必要なのは複数の専門性を組み合わせること

全体2

藤元
デジタルマーケティングの分野の人材をどう集めていますか。また育てていますか。

本間
今日のセミナーに参加した人が興味あるのは、「転職に興味のある人」か、この三人が転職して上手くいったのかを確認したかった人」じゃないでしょうか(笑)。

デジタルマーケティング分野の人材は不足しています。産業も仕事の仕方も変わってきている今、転職したい人には多くの可能性があります。たとえば、もっと先に進もうとしているコンサルティングファームは、明らかに人が足りないですよ。

奥谷
デジタルマーケティングにおいては企業は二極化しています。デジタルマーケティングカンパニーとそうでない会社です。過渡期なのでそれをわかっている人は転職も視野に入れ、自分のスペックをあげたほうが良いでしょう。会社に残る人は教育によって人材をボトムアップさせることが必要です。


私の会社ではシナリオ設計、データマネジメント、チームビルディングをビジネスで手掛けていますが、それぞれ微妙にスキルが違う。今後はスキルの組み合わせが鍵になります。会社や上司がある程度今のスキルを軸に幅を広げる設計をしてあげることも大事です。

奥谷
上司がそれをできない場合もあるので、自分でも意識しておくといいですよね。ある分野の専門性を持つことができたら、近い領域のものも得意にする。専門家ではないけど、AとBとCが3つできる「あの人」は重宝するよね、という感じになります。


全方位60点〜70点という人は結構強いですよね。

面接だけではわからない

藤元
各社どのようなデジタルマーケティングの担当者を採用していますか?

本間
コンサルティングファームは事業会社出身者を望んでいます。事業会社のナレッジや新規事業を創造できる人を求めています。顧客側も事業会社に在籍した人のほうが事情を理解してもらえて、無駄のないコンサルティングを受けられると考えるからです。

藤元
一緒に働きたい人のバックボーンなどはありますか。

奥谷
元野球選手とか(笑)。要するになにかしらを極めた人、探究心のある人です。ネットがわからないと困りますが、例えばリスティングを極めた後、他の分野も挑戦してビジネスや社会のことも理解していれば、年齢も関係ない。T字型人材ですね。

本間
そういう人は履歴書をどのように書いたらいいと思いますか?

奥谷
今教育にも携わっているのですが、面接や履歴書で判断するよりも、教える場でよいと思う人に声をかけています。ワークショップの中で、プレゼンテーション能力やコミュニケーション能力をみていきます。
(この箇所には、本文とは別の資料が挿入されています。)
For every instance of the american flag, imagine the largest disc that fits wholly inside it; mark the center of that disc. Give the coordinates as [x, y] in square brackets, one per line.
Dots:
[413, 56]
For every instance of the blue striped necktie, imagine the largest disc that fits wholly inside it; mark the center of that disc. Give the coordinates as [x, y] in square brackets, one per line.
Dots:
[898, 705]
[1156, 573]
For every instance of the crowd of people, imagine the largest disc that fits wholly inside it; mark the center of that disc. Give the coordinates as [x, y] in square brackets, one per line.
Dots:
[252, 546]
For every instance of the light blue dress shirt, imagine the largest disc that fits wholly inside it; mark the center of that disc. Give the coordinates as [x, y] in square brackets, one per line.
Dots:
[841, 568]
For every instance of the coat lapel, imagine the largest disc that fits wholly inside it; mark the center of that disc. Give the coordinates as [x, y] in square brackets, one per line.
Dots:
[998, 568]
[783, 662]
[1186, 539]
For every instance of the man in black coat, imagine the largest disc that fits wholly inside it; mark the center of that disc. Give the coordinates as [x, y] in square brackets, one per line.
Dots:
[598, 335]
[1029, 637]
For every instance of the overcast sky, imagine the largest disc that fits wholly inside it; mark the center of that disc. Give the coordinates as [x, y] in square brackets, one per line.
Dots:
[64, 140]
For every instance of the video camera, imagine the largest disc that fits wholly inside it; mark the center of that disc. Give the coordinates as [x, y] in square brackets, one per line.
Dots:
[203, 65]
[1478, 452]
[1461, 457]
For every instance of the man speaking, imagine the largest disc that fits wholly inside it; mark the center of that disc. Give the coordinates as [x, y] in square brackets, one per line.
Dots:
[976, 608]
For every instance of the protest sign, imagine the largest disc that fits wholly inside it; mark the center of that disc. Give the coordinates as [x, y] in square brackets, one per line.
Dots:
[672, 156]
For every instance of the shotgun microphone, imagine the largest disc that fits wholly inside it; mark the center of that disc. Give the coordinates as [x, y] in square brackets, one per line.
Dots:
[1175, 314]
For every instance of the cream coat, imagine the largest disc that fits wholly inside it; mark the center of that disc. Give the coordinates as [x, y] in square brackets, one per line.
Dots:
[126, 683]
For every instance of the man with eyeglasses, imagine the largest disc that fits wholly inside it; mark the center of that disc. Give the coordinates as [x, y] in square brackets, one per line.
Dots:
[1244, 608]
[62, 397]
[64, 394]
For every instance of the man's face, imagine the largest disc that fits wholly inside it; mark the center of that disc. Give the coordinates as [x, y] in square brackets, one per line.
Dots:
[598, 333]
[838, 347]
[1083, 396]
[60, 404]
うちは零細企業なので、1人失敗すると大きなリスクですよ(笑)。

私の場合はマーケティングが好きかどうかを重要視しています。生活者と企業の立場でニュートラルに見たときに、自分の指針をもちながら仕事ができる人を採用します。一緒に仕事をするとわかりますが、1時間の面接で判断するのは難しい。先日一人採用したのですが、半年間仕事をしてお互いの相性を見てから採用を決めました。

本間
つまり適格な人の選び方がないくらい、混沌としている状況ですね。

藤元
知識が共有され業界も活性化するので、人材は流動化したほうがいいと思うのですよね。事業会社からコンサルティングファームを行き来するというのはアメリカでは一般的です。事業会社で培った知識をコンサルティングファームで生かし、さらに知識をアップデートするために事業会社に戻る。日本ではどのようにしたら、人の流動化が進むと思いますか。

本間
4年前に海外へ行ったとき、「What was your business?」とIBMの役員に質問され、最初なにを問われているのかわからなかったのです。

すると相手のほうから「そうか、お前は花王にしかいなかったのか」と言われ、過去のキャリアについて聞かれていると気づきました。
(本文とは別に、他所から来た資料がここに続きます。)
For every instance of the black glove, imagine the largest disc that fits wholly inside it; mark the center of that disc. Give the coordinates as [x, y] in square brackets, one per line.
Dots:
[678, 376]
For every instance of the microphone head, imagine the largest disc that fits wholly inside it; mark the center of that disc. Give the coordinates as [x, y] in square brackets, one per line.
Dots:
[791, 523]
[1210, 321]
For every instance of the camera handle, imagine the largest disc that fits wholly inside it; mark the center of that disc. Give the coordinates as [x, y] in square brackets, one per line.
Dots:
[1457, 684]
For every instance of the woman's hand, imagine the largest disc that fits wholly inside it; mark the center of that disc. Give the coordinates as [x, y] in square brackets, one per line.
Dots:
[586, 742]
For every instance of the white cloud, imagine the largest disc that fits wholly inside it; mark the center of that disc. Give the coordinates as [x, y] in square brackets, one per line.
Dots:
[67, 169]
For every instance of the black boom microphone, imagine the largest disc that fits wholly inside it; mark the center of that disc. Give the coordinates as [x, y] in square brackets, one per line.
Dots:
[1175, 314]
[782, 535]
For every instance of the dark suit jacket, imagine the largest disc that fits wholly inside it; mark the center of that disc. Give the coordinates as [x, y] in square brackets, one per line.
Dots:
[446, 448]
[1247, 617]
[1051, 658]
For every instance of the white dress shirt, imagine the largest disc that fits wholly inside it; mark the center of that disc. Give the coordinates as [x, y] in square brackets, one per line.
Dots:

海外では、自分のキャリア形成を常に意識しています。日本は大企業になるほど上に行くと誰もがジェネラリストになります。私はたまたま同じキャリアを積み上げることができたけれども、日本でももっと意識してキャリア形成をしたほうがいいでしょう。会社は雇用を守るけど、あなたの人生は見ていません。辞める権利を持っているので、常にそれは意識して真剣にキャリアについて考えておいたほうがいいですね。

奥谷
必ずしもジェネラリストになりたい人ばかりではありません。日本では地位が先にあり、仕事が後からついてくるケースが多いのですが、それはおかしな話です。会社と個人、雇用の関係はもっと多様化すべきでしょうね。社長になれる人は一人です。社長の可能性のある人が部門を転々として毒がぬけてしまうと、それでいいの?と思います。

だから、私らみたいに会社を辞めて悩んだほうがいいんじゃないですか?(笑)。


本間さんも奥谷さんも私も40代で転職しています。遅いですよね。若い時から5年ごとにキャリアをしっかり考えていたかというと、そうでもないのです。

本間
実は、30代のインターネット全盛のときに、転職のチャンスがあったんですよ。六本木ヒルズにオフィスを持つ、そうそうたる外資のインターネット関連の企業から声がかかりました。でもそのときは勇気がなかった。花王という大企業を捨てた瞬間、全てが失われると思ってしまったのです。本当はそんなことないのに。その時は、働いているのではなくて、会社に行っていただけなのでしょうね。


私が辞めるときに気になったのは「恩義」ですね。無責任に放り出した罪悪感がありました。日本の企業は、一度外に出て力をつけた人材がもっと気軽に戻れるような企業体質になるといいですよね。

奥谷
無印良品を辞める際、人事の役員に報告しに行ったところ、「お前が辞めると聞いたから、ある制度を作った」と言うのです。それが「カムバック制度」でした。

そんなにすぐ帰ってきませんよ、と思いましたが(笑)。

藤元
いずれお三方に社長で戻ってきてくれ、という日がくるかもしれませんよね。

社会に役立つ仕事に身を投じよう

藤元
最後、デジタルマーケティングにおいてキャリアを積みたい参加者の方に一言ずつ激励のメッセージをお願いします。

本間
意識の高い方が集まっていると思いますので、会社を辞める口実として、日本のために働く、と考えてくれませんか?企業に在籍し続けることが本当に日本や世界のためになるかどうか。それで少し自分の心を解放して、選択肢を増やしてみるのもいいのではないかと思います。

奥谷
本間さんのように思っているところはありますね。日本人がキャリアを意識し過ぎると、結局会社を辞めないほうがいい、という結論になってしまいがちです。やりたいことがあり、現時点でできないなら辞めたほうがいいと思います。考えて動き続けていればキャリアになります。失敗もキャリアです。


奥谷さんのように、やりたいことを見つけることが大事です。それが社会とどういうつながりをもてるのか。今の会社でできることであれば、そのまま続ければ良いし。できないのであれば飛び出す。社会に役立つことであれば必ず応援する人はでてきます。

藤元
デジタルマーケティングの知識がつくと選択肢が増えていきます。マネジメントだけでなく、スペシャリストや大学の先生、評論家にもなれます。職種が多い魅力的な分野なので、参加者の方もぜひキャリアを積んでいただければと思います。

スピーカーの皆様ありがとうございました。